Nelle fumarole oceaniche al largo della costa italiana è stato individuato un nuovo ceppo di cianobatteri con potenziali capacità di cattura del biossido di carbonio, uno dei principali responsabili del cambiamento climatico. Questo cianobatterio, noto come UTEX 3222 ma soprannominato affettuosamente Chonkus per la sua rapida crescita in presenza di CO2, è stato isolato per la prima volta in campioni di acqua marina provenienti da sorgenti vulcaniche poco profonde vicino all’isola di Vulcano.
Le fumarole, grazie alla luce solare e alla presenza di gas, sono state individuate come un ambiente ideale per la ricerca di organismi fotosintetici adattati a prosperare in presenza di CO2 e a catturarla. Braden Tierney, co-autore dello studio, ha sottolineato l’importanza di esplorare la diversità microbica esistente nel mondo anziché tentare di ingegnerizzare batteri in laboratorio.
I campioni di acqua marina sono stati trasportati in un laboratorio a Boston, dove i ricercatori hanno coltivato i cianobatteri in condizioni ricche di CO2, isolando così Chonkus. Gli esperimenti hanno dimostrato che Chonkus cresceva in modo sorprendentemente veloce, superando altri ceppi di alghe a crescita rapida, con la capacità di raddoppiare le dimensioni della colonia in poco più di 2 ore.
Le singole cellule di Chonkus presentavano densità più elevate e contenevano granuli di stoccaggio ricchi di carbonio, rendendolo un candidato ideale per la cattura del carbonio.

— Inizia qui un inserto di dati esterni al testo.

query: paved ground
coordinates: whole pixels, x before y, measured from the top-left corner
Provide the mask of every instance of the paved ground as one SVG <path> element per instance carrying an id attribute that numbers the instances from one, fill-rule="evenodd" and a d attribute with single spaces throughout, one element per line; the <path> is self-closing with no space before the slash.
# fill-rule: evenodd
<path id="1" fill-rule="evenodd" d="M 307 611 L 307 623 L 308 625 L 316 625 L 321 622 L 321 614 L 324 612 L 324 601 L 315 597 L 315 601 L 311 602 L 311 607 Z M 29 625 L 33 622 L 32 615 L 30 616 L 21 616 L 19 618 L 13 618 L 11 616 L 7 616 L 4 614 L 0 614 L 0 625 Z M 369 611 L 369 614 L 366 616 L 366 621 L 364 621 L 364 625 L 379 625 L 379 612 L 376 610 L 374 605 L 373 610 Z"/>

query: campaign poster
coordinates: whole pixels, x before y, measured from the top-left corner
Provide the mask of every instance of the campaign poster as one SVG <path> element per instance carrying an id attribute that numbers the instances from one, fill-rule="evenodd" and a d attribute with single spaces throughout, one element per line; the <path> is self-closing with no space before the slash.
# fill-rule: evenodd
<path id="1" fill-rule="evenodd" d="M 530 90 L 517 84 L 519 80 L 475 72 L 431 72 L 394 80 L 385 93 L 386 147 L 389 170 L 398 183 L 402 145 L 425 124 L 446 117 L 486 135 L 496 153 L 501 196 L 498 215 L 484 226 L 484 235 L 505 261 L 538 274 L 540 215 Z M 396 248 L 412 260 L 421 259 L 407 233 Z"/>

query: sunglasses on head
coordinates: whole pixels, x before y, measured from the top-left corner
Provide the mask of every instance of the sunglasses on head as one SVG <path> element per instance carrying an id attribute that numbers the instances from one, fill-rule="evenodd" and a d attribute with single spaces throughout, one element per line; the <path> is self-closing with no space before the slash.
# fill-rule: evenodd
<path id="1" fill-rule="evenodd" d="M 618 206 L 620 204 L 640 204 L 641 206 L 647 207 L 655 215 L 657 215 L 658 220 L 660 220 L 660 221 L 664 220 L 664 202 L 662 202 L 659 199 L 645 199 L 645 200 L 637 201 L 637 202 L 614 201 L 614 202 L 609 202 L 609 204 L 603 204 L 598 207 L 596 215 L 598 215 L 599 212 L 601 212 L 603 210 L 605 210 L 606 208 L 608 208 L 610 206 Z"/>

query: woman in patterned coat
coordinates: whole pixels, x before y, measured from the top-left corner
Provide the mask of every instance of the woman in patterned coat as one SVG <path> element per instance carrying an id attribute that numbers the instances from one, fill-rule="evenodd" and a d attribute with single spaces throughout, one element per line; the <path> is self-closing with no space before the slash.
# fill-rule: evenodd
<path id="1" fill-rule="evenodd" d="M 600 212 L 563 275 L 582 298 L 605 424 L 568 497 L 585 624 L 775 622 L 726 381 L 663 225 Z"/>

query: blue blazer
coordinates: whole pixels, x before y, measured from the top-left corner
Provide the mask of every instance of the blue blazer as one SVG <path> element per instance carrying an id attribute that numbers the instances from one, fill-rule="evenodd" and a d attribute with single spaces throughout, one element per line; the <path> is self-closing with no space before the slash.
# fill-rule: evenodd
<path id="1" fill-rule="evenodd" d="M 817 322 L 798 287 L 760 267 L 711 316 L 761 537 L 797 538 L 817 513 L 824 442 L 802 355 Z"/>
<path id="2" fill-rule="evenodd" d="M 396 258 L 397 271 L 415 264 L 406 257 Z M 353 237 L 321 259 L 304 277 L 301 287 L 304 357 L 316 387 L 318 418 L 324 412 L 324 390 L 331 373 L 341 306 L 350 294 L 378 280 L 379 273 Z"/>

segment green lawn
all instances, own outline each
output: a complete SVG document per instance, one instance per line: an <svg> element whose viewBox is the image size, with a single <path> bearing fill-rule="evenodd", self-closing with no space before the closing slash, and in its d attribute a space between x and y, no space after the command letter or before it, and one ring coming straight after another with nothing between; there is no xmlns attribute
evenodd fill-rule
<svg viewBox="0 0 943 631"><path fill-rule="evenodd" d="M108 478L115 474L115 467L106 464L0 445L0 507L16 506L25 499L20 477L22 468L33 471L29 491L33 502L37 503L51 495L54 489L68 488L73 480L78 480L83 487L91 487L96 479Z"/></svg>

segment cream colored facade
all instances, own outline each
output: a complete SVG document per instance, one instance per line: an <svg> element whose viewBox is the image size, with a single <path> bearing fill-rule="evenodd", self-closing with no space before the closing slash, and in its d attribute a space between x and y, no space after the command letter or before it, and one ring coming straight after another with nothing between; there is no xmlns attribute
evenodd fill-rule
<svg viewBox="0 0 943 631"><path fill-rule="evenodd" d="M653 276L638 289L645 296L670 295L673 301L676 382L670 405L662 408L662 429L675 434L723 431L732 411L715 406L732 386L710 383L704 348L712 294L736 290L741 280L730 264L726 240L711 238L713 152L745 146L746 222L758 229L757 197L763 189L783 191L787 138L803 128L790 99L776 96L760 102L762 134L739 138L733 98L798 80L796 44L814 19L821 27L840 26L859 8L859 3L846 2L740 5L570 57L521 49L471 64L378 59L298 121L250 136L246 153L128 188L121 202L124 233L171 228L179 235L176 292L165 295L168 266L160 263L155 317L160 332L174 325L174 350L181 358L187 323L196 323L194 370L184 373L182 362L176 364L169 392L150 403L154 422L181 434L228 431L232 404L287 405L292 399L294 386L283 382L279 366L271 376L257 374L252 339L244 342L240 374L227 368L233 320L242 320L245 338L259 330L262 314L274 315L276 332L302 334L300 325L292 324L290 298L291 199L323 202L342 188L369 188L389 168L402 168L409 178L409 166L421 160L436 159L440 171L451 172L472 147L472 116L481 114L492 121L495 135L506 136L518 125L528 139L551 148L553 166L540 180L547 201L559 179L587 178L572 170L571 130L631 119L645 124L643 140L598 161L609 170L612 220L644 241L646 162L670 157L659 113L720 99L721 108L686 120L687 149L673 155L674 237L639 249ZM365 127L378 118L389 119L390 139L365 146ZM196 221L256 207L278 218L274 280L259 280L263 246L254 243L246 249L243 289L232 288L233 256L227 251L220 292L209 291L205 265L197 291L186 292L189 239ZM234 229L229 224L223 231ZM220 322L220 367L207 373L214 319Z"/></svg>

Inoltre, la particolarità di affondare rapidamente lo rende ancora più interessante per la raccolta efficace di grandi quantità di CO2 sul fondo marino.
George Church, autore dello studio, ha sottolineato che i ceppi di cianobatteri evoluti naturalmente descritti nella ricerca potrebbero essere sfruttati sia nell’industria che nell’ambiente, ad esempio per la produzione di prodotti a base di carbonio o per l’abbassamento del carbonio sul fondo oceanico.
Pur potendo essere ottimizzati ulteriormente, sfruttare l’evoluzione naturale dei microrganismi rappresenta un vantaggio significativo nell’urgente necessità dell’umanità di contrastare il cambiamento climatico. Lo studio è stato pubblicato su Applied and Environmental Microbiology.